Question: Is it possible to avoid casts entirely?
One minute response: What an interesting question. The answer is obviously yes in languages without types, such as most assembly languages. The answer is also yes, although perhaps arguably so, in dynamically-typed languages. As a practical matter, the answer is no for C++. For example, strings are useless without casts, because the only way I can specify string literals is to use character array literals and cast them to strings. (This is arguable, depending on whether or not you consider string s = string(10, 'a')
to be a cast. But, even if you win the argument, you lose because you're reduced to constructing strings by catenating individual string character literals.).
Question: Is it a bad idea to use casts if you are writing platform independent code in C++?

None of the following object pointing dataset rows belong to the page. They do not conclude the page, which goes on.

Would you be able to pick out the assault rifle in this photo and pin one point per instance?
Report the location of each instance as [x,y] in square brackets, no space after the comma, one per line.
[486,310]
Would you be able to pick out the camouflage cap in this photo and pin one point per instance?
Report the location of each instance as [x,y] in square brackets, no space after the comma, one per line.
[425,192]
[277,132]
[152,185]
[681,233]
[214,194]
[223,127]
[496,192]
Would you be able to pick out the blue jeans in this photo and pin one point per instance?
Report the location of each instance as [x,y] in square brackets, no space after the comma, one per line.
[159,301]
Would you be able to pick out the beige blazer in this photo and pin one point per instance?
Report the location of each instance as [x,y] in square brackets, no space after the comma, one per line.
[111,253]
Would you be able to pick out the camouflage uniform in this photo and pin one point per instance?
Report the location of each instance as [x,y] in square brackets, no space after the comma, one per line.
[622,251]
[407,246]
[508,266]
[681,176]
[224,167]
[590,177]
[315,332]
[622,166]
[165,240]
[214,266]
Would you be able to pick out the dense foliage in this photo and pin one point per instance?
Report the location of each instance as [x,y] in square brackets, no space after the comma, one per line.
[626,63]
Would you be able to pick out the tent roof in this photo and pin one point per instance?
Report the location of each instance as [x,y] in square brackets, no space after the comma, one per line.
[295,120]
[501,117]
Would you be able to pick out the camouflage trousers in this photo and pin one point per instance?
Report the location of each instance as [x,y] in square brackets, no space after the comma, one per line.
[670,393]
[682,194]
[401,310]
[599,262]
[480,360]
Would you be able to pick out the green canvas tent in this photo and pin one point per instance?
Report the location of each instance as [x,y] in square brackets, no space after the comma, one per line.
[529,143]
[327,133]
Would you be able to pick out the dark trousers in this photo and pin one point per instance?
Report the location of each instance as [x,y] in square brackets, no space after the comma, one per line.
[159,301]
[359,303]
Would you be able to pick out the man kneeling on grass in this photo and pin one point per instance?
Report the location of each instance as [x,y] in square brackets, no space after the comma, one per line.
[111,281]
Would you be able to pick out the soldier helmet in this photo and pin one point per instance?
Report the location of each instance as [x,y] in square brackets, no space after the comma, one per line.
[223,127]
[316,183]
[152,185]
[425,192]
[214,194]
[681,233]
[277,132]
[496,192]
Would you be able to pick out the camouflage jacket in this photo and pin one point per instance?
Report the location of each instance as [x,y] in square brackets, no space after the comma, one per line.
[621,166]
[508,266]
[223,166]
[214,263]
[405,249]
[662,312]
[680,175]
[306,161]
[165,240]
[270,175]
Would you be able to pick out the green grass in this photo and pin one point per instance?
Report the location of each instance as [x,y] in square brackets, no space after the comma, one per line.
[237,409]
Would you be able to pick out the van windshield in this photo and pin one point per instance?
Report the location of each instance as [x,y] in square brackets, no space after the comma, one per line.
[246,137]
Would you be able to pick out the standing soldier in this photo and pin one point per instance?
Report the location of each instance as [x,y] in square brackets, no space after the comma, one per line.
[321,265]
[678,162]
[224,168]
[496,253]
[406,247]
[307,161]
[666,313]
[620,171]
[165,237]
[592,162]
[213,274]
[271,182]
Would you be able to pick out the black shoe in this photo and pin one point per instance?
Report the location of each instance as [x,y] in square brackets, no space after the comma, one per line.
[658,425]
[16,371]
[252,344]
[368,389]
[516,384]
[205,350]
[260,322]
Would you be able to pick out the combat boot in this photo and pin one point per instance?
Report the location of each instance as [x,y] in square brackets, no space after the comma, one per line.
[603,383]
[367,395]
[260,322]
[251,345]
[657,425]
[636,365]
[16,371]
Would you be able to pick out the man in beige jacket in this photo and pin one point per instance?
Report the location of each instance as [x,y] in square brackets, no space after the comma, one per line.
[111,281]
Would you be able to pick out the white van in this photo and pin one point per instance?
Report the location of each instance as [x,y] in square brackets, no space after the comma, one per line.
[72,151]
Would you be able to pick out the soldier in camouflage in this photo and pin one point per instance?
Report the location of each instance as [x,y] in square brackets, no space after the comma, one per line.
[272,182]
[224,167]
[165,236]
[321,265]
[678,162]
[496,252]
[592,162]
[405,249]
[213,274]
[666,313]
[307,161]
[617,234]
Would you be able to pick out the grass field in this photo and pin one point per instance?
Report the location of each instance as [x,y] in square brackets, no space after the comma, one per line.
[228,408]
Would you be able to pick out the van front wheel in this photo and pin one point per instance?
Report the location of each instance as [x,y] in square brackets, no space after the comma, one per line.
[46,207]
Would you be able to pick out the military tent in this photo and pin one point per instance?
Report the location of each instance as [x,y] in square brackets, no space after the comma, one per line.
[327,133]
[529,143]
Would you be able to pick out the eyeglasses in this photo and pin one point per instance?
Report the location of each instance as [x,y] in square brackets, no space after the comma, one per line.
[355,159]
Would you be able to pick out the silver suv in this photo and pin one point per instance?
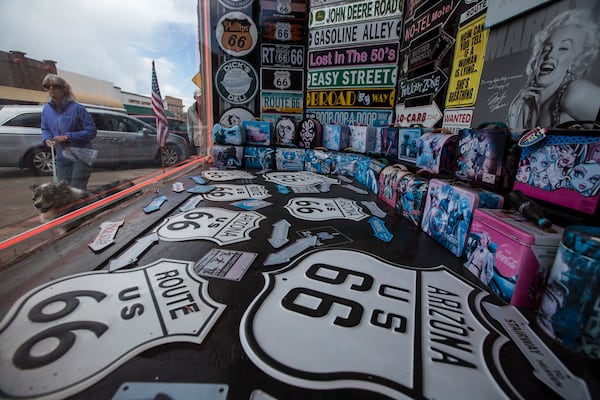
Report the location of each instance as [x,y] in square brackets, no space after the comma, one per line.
[121,140]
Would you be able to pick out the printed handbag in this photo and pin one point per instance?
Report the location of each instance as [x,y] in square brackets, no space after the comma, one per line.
[288,159]
[286,132]
[259,157]
[310,133]
[223,135]
[228,156]
[561,166]
[335,137]
[388,139]
[258,133]
[483,155]
[389,178]
[362,139]
[436,152]
[412,192]
[407,142]
[343,163]
[317,160]
[366,175]
[448,213]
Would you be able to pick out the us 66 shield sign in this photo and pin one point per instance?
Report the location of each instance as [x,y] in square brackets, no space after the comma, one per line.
[66,335]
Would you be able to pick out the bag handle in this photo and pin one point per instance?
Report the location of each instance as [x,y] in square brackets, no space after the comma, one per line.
[492,125]
[578,125]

One minute response: You should always consider casts guilty until proven innocent. In some cases, casts can help maintain portability. For example, as mentioned in class, it is implementation dependent whether or not a character is a signed value. If you want to write a portable program that manipulates characters as other values, you should define your own character type to make sure the signedness doesn't change as your program moves from system to system. In other cases, casts can hinder portability. For example, as mentioned in class, the behavior of const casts is system dependent.
Overall, I suppose, casts can help improve portability: if you find yourself using casts, you should stop and think hard about how you can redesign your software to remove the casts. That can't but help improve portability.
This page last modified on 16 July 2003.